Suffering in the Present-Eternal: Kierkegaardian Absurd Faith, Despair, and the Dark Night of the Soul
Level of Education of Students Involved
Undergraduate
Faculty Sponsor
Amanda Brobst-Renaud
College
College of Arts & Sciences (CAS)
Discipline(s)
Theology
ORCID Identifier(s)
0009-0008-5451-8207
Presentation Type
Oral Presentation
Symposium Date
Spring 3-27-2026
Abstract
This paper examines the meaning of suffering in relation to faith through a dialogue between Søren Kierkegaard’s accounts of despair and absurd faith and St. John of the Cross’s doctrine of the Dark Night of the Soul.

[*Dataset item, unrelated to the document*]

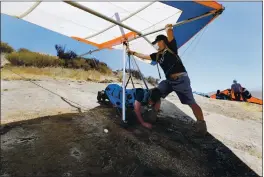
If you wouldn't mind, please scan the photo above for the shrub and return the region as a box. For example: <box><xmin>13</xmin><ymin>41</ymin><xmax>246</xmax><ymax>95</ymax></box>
<box><xmin>6</xmin><ymin>51</ymin><xmax>64</xmax><ymax>68</ymax></box>
<box><xmin>0</xmin><ymin>42</ymin><xmax>15</xmax><ymax>53</ymax></box>
<box><xmin>18</xmin><ymin>48</ymin><xmax>31</xmax><ymax>52</ymax></box>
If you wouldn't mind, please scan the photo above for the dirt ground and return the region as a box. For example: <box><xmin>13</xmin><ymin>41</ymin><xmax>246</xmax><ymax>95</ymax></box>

Drawing on The Sickness Unto Death and Fear and Trembling, it argues that Kierkegaard’s conception of the self as a synthesis grounded in God provides a metaphysical and existential framework for interpreting the Dark Night as a divinely initiated process of purification. In both thinkers, suffering is not merely a psychological burden but the site in which the self is stripped of finite supports and brought into a direct, paradoxical relation to God. The paper further develops the notion of “present-eternal” faith, contending that faith is enacted in the immediacy of suffering rather than deferred to an eschatological future. By reading Kierkegaard alongside St. John, the paper shows how despair and divine absence function not as negations of faith but as conditions of its transformation, culminating in a mode of trust that persists precisely in darkness.
Recommended Citation
Price, Jackson, "Suffering in the Present-Eternal: Kierkegaardian Absurd Faith, Despair, and the Dark Night of the Soul" (2026). Symposium on Research and Creative Expression (SORCE). 1563.
https://scholar.valpo.edu/cus/1563

Biographical Information about Author(s)
I have been interested in faith and suffering all my life. After reading Kierkegaard I wondered how his thought would work within the framework of suffering and how that relates to the mystic tradition within Christianity.